Oginalii premiered their video for the single “Red” off of their debut EP earlier in March at Huffington Post, who categorized them as “Dead Weather-meets-Elle King,” while the band’s impressive guitar work has also garnered them comparison to the likes of Queens of the Stone Age and Led Zeppelin.  Not terrible company to keep.

On that first effort, American Songwriter credited the band with creating "a culture of fresh sounds and songwriting that really represents and reflects that New Nashville sound."  And Joshua Pickard at Nooga worded it like this: "They're creating a brash and necessary rock aesthetic that strips the fat and waste away from classic rock's skeleton, leaving the sinews and lean muscle behind."

Oginalii is set to release their sophomore EP The Grey on October 20, and it promises to maintain the trajectory.  No, this isn’t an EP inspired by the Liam Neeson Alaskan survival movie, though if there was a genre called “wolf-punch rock,” this might be that sound.

The Grey was produced and engineered by Curtis Roush of Bright Light Social Hour in his studio on Lake Travis in Austin, Texas, and mixed and mastered by Erik Wofford (Black Angels, Holy Wave, Explosions in The Sky, Pure X....etc.).

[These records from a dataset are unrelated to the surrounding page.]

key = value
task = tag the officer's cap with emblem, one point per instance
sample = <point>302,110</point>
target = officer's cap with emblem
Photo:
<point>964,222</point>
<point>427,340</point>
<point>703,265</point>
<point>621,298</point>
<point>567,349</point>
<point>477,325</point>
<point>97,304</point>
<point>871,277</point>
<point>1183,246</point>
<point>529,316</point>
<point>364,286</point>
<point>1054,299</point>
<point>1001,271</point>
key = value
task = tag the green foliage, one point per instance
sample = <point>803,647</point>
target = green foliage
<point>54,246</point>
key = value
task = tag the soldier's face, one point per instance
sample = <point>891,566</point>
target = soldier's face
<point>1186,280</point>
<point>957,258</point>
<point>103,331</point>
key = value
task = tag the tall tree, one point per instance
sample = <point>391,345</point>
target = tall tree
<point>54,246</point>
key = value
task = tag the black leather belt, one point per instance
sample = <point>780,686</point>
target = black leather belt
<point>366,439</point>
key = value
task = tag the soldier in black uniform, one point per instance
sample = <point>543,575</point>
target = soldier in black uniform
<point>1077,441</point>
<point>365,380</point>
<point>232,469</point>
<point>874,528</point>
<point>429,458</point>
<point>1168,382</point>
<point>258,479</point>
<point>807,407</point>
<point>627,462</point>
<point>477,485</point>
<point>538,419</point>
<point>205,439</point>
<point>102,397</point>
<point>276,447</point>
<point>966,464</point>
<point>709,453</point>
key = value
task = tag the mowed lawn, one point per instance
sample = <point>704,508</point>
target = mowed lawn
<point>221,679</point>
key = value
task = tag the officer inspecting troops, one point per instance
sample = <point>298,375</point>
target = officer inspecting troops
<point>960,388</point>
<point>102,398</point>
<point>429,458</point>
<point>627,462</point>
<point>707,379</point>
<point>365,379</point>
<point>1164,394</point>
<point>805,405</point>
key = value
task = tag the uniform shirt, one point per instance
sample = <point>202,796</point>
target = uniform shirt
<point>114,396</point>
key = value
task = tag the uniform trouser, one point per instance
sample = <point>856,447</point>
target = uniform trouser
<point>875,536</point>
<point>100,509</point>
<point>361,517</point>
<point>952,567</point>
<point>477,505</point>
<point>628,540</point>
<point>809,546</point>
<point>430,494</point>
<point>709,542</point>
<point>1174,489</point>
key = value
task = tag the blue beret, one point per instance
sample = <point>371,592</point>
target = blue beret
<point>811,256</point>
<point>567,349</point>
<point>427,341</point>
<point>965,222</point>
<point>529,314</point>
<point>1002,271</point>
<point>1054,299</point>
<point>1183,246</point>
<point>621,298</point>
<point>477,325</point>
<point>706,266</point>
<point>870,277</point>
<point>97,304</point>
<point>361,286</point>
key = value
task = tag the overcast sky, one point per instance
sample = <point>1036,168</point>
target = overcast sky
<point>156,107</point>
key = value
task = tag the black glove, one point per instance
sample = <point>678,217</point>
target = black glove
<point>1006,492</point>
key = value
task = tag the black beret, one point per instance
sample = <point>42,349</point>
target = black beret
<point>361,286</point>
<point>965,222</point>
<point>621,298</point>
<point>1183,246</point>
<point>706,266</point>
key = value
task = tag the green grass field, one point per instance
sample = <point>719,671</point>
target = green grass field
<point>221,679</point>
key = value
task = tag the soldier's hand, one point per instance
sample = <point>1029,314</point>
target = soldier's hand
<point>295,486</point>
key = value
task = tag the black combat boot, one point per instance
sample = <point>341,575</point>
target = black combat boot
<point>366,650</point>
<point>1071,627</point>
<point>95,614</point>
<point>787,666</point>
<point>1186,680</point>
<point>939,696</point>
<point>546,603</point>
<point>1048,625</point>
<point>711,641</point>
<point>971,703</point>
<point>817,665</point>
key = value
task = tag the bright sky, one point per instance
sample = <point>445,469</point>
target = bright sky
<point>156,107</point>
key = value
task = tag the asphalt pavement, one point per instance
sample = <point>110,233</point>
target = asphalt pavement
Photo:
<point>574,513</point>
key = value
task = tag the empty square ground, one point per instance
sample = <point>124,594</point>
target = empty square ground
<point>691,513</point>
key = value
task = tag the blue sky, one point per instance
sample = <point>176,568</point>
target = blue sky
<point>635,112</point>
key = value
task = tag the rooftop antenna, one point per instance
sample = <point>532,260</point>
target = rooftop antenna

“The grey [as a concept] has been a thing for me my whole life,” reveals Hoeflinger about the album.  “The in-between.  Black and white shuts the demons up, but the grey is always constantly calling my name.  It’s in between the grey of things that not a lot of people talk about.”

Grey areas crop up as a constant theme throughout the EP, with thoughtful musings on feeling lost as well as the space between the inner self and the front that people present to the world.  Lyrically, the EP is at times pensive and at others tongue-in-cheek, yet ever self-aware.  Opener “Substance Abuse” puts on display a painfully transparent brave face, with Hoeflinger singing a repeat of “I’m fine” in a cadence that suggests she is anything but.  

Immediately following “Substance Abuse,” Oginalii shines an unapologetically mocking and honest spotlight on the disillusionment of trying to make it as a musician in the Nashville scene on track “Salmo Salar.”  Says Hoeflinger, “We’re literally just making fun of Nashville. In order to survive anywhere in my opinion—because there is shit everywhere—if I don’t make fun of it, I’m going to cry.  That’s how I get through every single day is sarcasm.’”

For Hoeflinger, “7799” is the song that hits the hardest and best portrays both the message of the EP and the range of the band.  “I think that really is just a perfect amalgamation of what we sound like in a lot of ways.  It has our hard and our sweet sound.  That one gives you a taste of all aspects.”

As a listener, if you can keep still while listening to a single track on The Grey, you’re either impressively self-disciplined or clinically impenetrable.  The release as a whole is musically challenging and dynamic, comprised of defiant, relentless guitar riffs and complicated time signatures, with each musician proving their mettle track by track.  

“I think that this new EP is going to show people that we should be taken seriously and we’re not people to fuck with.  Don’t fuck with us,” says Hoefinger, quickly disclaiming, ”but fuck with us, because we also like to have a good time.”